Wednesday, March 12, 2008

Puritan Reading Challenge - The Rare Jewel of Christian Contentment

In January, I took up Timmy Brister's Puritan Reading Challenge. I read The Bruised Reed first.
Next, since we didn't have February's title yet, I picked up The Rare Jewel of Christian Contentment by Jeremiah Burroughs. I finished it just a few days into March.

I've read The Rare Jewel before but this time was particularly meaningful. February was a hard month spiritually. I was challenged with some issues about myself and I am thankful to God for bringing these things to my attention. I don't think it was any coincidence that I was reading this book at the time.

The Rare Jewel is not necessarily easy to read, in more ways than one. I began it at the beginning of February and after a couple of days, went back and started outlining it as I went so I could keep track of all his points. That helped a lot. It's laid out well but there are subpoints of subpoints so sometimes I got a little confused until I started writing it down.

It's also not that easy to read because it's challenging spiritually. Here are some quotes and points from it. In italics are the direct quotes.

Contentment is an inward quiet gracious frame of spirit.

Contentment is freely submitting to and taking pleasure in God's disposal.

A Christian comes to contentment, not so much by way of addition as by way of subtraction.

(I can't tell from my notes if this next is an exact quote - I think so but I'm not sure)
Not only in good things does a Christian have the dew of God's blessing and finds them very sweet to him, but in all the afflictions, all the evils that befall him, he can see love and can enjoy the sweetness of love in his afflictions as well as in his mercies.

God is most honoured when I can turn from one condition to another according as he calls me to it.

Speaking of the providence of God...
No more can you make the providence of God alter and change its course with your vexing and fretting; it will go on with power...

God may have some work to do twenty years hence that depends on this passage of providence that falls out this day or this week.

If you have a love and friendship to God, be willing to be crossed... that the Lord may have his work go on in general.

By contentment we come to give God the worship that is due to Him.

Burroughs spends quite a bit of time on the evils of a murmuring/discontented spirit. It's very convicting!

One quote that particularly affected me:

The great design God has in afflicting you is to break and humble your heart; and will you maintain a spirit quite opposite to the work of God? For you to murmur and be discontented is to resist the work of God. God is doing you good if you could see it and if He is pleased to sanctify your affliction to break that hard heart of yours and humble that proud spirit of yours, it would be the greatest mercy that you ever had in your life.

From ch. 12: Considerations to content the heart in any afflicted condition
1. consider the greatness of the mercies we have and the meanness of what we lack
2. The consideration that God is beforehand with us with his mercies should content us
3. The consideration of the abundance of mercies God bestows and we enjoy
etc.

Highly recommended in any season of life. I am hoping to reread each of these books over the next few years because there is so much in them, I can't possibly get it in one reading.

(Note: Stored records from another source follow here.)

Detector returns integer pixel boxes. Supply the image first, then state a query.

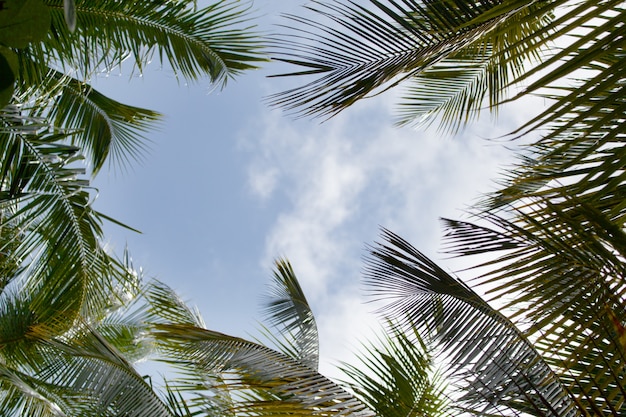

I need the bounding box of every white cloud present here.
[239,90,540,370]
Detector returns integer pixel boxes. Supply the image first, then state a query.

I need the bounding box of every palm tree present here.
[272,0,626,416]
[0,0,262,417]
[149,260,454,417]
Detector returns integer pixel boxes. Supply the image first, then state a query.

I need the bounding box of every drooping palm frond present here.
[270,0,562,121]
[38,324,174,417]
[16,69,161,175]
[154,324,373,416]
[365,230,583,416]
[33,0,262,83]
[258,259,319,370]
[0,113,135,331]
[438,196,626,415]
[341,326,450,417]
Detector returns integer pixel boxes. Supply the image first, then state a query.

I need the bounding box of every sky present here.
[94,0,531,376]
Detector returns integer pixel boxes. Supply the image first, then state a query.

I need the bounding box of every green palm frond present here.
[19,70,161,175]
[144,280,206,328]
[0,113,134,325]
[270,0,554,120]
[33,0,263,83]
[341,326,449,417]
[154,325,373,416]
[365,231,580,416]
[0,364,73,417]
[438,196,626,415]
[38,324,174,417]
[258,259,319,370]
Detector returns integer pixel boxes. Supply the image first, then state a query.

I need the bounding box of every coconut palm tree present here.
[271,0,626,416]
[152,260,447,417]
[0,0,262,417]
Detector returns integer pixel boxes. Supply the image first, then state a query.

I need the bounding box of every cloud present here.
[239,90,540,369]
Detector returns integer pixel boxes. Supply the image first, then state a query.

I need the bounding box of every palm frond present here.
[438,196,626,415]
[0,113,135,325]
[365,230,580,416]
[341,326,449,417]
[154,324,373,416]
[270,0,553,119]
[265,259,319,370]
[34,0,263,84]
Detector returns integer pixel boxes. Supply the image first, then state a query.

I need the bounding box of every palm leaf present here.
[258,259,319,370]
[34,0,262,83]
[270,0,553,120]
[438,196,626,415]
[0,111,134,332]
[341,326,449,417]
[365,230,580,416]
[154,324,373,416]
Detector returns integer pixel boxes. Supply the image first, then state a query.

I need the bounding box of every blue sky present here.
[90,0,531,374]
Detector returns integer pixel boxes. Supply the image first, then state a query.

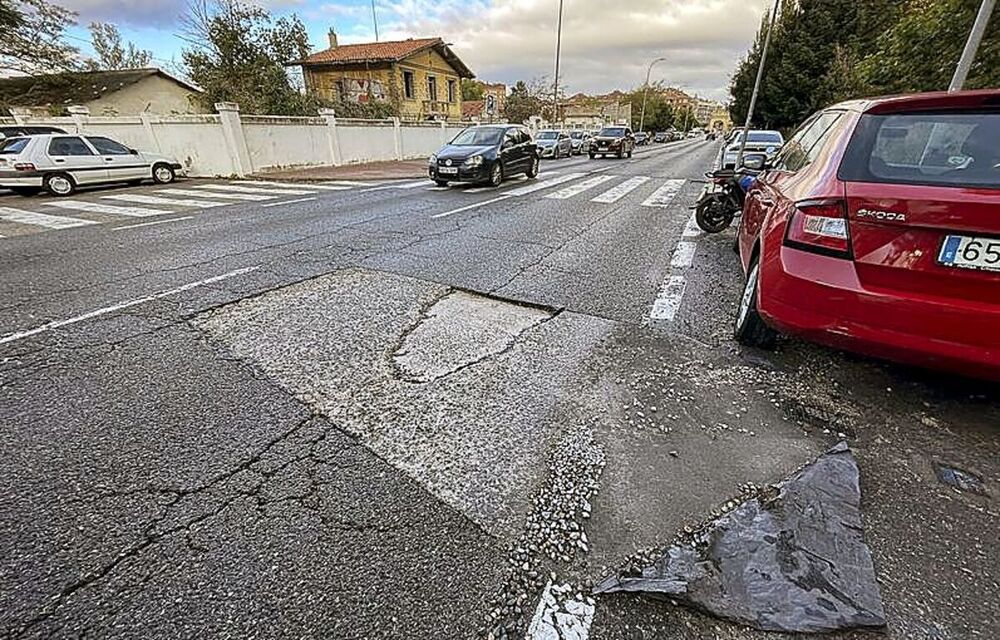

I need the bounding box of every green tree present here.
[181,0,320,115]
[0,0,77,74]
[86,22,153,71]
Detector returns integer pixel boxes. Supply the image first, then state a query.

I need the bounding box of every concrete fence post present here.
[215,102,253,178]
[392,117,403,160]
[319,109,344,167]
[66,104,90,133]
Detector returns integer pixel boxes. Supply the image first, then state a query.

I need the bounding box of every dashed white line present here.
[0,267,260,344]
[591,176,650,204]
[0,207,97,229]
[111,216,194,231]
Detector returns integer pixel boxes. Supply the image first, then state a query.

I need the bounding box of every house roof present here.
[0,68,201,107]
[290,38,475,78]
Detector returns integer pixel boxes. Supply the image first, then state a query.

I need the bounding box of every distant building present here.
[0,68,210,116]
[291,30,474,120]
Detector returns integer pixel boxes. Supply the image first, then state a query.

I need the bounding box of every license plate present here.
[938,236,1000,272]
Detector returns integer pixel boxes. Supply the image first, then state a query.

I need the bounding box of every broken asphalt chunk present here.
[594,442,885,632]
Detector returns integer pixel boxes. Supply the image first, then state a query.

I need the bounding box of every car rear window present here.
[838,111,1000,189]
[0,138,28,156]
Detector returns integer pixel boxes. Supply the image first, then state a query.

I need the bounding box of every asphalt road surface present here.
[0,141,1000,639]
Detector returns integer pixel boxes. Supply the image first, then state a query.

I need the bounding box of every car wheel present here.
[153,162,177,184]
[733,256,778,349]
[42,173,76,196]
[524,158,538,178]
[490,162,503,187]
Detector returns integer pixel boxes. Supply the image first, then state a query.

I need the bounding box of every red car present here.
[735,90,1000,380]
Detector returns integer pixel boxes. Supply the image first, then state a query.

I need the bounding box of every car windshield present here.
[451,127,504,147]
[840,113,1000,189]
[0,138,28,156]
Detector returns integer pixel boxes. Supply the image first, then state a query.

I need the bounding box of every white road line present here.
[649,276,687,322]
[111,216,194,231]
[545,176,614,200]
[642,180,684,207]
[507,173,587,196]
[191,183,316,196]
[0,266,260,344]
[0,207,97,229]
[431,193,510,218]
[591,176,651,204]
[260,196,316,209]
[101,193,228,209]
[670,241,698,269]
[236,180,354,195]
[45,200,173,218]
[157,189,278,204]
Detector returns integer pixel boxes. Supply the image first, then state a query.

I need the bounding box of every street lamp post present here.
[639,58,666,131]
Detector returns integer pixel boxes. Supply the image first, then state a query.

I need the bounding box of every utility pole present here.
[639,58,666,131]
[552,0,563,124]
[734,0,781,169]
[948,0,996,91]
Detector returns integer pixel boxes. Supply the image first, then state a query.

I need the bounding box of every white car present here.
[0,134,182,196]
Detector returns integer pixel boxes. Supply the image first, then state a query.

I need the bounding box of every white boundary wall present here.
[6,102,467,176]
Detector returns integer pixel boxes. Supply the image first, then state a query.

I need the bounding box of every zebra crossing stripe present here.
[0,207,97,229]
[591,176,650,204]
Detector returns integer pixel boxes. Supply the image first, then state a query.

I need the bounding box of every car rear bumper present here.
[758,246,1000,380]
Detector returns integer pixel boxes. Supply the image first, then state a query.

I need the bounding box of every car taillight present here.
[785,200,851,258]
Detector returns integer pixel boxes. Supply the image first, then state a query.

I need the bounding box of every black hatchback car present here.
[427,124,538,187]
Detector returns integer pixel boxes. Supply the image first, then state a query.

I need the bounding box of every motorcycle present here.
[691,169,756,233]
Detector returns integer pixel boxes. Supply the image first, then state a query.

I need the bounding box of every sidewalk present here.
[253,159,427,182]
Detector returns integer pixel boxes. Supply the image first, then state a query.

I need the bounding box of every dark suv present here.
[590,125,635,160]
[427,124,538,187]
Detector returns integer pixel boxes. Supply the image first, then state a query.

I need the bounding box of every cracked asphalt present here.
[0,141,1000,640]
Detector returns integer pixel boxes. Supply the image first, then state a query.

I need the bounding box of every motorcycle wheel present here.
[694,198,735,233]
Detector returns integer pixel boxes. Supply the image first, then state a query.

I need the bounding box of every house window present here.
[403,71,416,100]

We are studying the Puritans in our history study in school right now and I'm finding it interesting to be reading some of their works at the same time as I am reading about them. Sometimes I don't seem to be reading about the same people!

1 comment:

MagistraCarminae said...

Dear Juanita- this is one of my "life-changing" books! I love it! The others that have affected my that way are two other Puritan works: "The Christian's Daily Walk" by Henry Scudder and "The Crook in the Lot" by Thomas Boston. What cntent, and what challenge!